With Turmoil Abroad, Investors Take Cover in US Bonds
U.S. Treasurys prices turned flat on Wednesday, as encouraging U.S. data overwhelmed the impact of political uncertainty in Europe and turmoil in the Middle East that sent investors scampering for the safety of government debt.
Ahead of a blitz of U.S. data, bond yields, which trade opposite of prices, fell. Portugal's deepening political woes -- and fears about China's slowing economy -- sent European yields soaring, prompting traders to seek haven in the relative security of U.S. government bonds. Unrest in Egypt threatens to topple the government, which has sent oil prices soaring and also sparked demand for safe-haven assets like gold and the U.S. dollar.
Yet the bond rally was squelched by data showing private companies hired 188,000 new workers in June, considerably better than expectations, indicating the job market continues to heal slowly, according to a report from ADP. That helped stock futures cut their losses, diminishing the allure of Treasurys.
The benchmark 10-year Treasury note rose 3/32 in early U.S. trading, to yield 2.468 percent. The 30-year bond rose 2/32 in price to yield 3.475 percent.
Investors are still speculating whether or not the Federal Reserve could continue its bond buying program in place to support the labor market, especially as U.S. data proves resilient in the face of global weakness.
Investors will get new fodder in the form of key data due out over the next few days, which will bracket the U.S. Independence Day holiday.

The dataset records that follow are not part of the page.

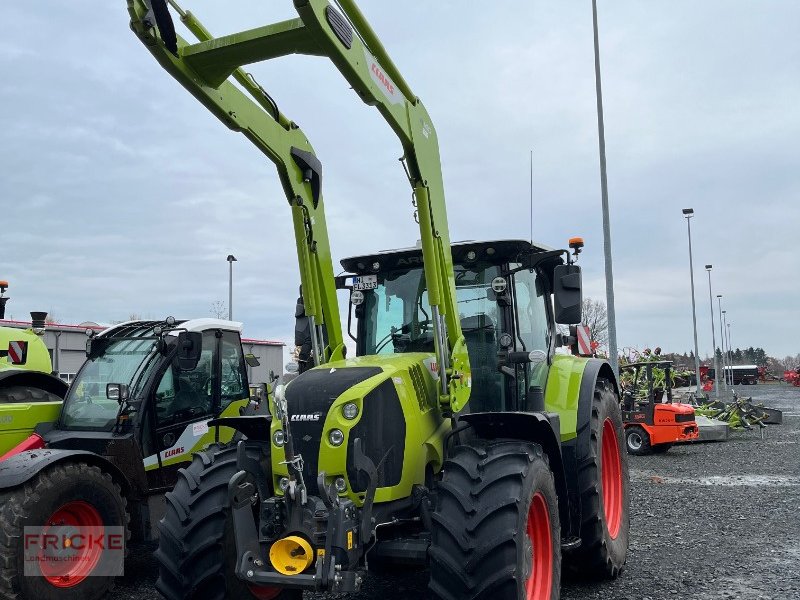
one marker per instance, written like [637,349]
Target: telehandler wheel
[196,552]
[638,441]
[71,495]
[496,530]
[604,488]
[18,394]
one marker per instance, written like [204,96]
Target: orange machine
[653,422]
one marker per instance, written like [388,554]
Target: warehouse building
[67,346]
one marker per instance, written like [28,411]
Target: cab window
[185,395]
[234,374]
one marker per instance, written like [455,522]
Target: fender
[23,467]
[254,427]
[43,381]
[537,427]
[595,368]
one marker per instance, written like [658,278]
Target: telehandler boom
[486,460]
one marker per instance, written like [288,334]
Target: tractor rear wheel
[19,393]
[604,489]
[80,498]
[496,530]
[196,551]
[638,441]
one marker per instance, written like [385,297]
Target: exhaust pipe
[38,319]
[3,299]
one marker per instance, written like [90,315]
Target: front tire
[637,441]
[496,530]
[604,490]
[73,495]
[196,550]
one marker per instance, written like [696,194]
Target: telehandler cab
[456,437]
[137,409]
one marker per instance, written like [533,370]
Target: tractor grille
[382,429]
[418,379]
[313,393]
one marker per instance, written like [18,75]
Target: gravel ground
[712,522]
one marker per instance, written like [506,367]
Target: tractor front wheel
[604,489]
[637,441]
[72,501]
[196,549]
[496,530]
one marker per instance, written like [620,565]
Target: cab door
[532,324]
[184,401]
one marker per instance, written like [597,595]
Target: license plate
[365,282]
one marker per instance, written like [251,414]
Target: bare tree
[595,316]
[219,309]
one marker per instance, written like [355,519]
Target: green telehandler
[98,469]
[29,392]
[457,437]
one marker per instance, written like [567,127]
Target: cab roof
[495,251]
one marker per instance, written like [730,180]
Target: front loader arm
[284,143]
[204,68]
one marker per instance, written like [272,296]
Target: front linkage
[337,529]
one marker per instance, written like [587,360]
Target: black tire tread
[190,555]
[477,516]
[15,509]
[596,559]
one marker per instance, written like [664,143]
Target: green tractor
[29,392]
[138,408]
[456,437]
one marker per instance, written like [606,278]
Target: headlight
[350,410]
[336,437]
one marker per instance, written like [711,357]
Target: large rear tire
[73,495]
[18,394]
[196,551]
[604,488]
[496,530]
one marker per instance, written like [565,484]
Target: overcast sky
[121,194]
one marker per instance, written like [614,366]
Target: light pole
[722,344]
[689,213]
[231,259]
[726,349]
[713,334]
[601,134]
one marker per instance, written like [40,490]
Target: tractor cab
[503,291]
[653,422]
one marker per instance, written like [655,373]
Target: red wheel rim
[78,516]
[262,592]
[540,582]
[611,473]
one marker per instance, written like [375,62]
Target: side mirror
[190,347]
[117,391]
[567,294]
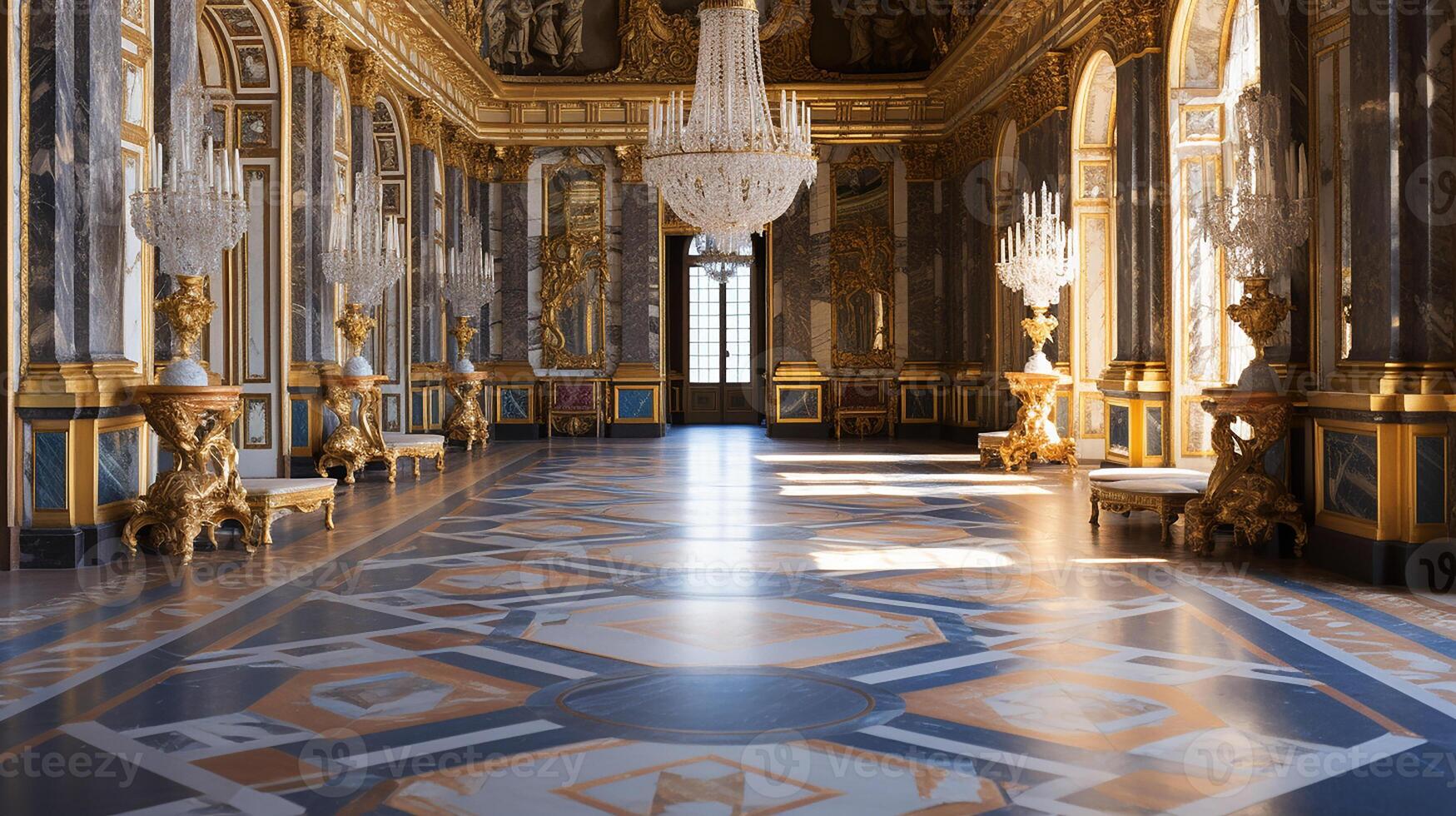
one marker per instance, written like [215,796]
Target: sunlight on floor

Wednesday's data includes ADP's private sector payroll report, used as rough guidance for the all-important U.S. jobs report. It is released at 8:15 a.m., and is expected to show that 160,000 private sector jobs were added in June, compared to the 135,000 it reported for May. That will be immediately followed by jobless claims data, and ISM non-manufacturing data, which will give a read on services sector activity and also a look at jobs in the sector.
U.S. manufacturing activity grew in June but hiring in the sector was the weakest in nearly four years, the Institute for Supply Management said on Monday. That could, in turn, bode ill for Friday's nonfarm payrolls release.
While economists polled by Reuters expect payroll additions of 165,000 jobs for June, the possibility of a disappointing figure on Friday could "definitely" lead investors to think the Federal Reserve won't slow its bond buys any time soon, said Wilmer Stith, co-manager of the Wilmington Broad Market Bond Fund in Baltimore.
—Reuters contributed to this article.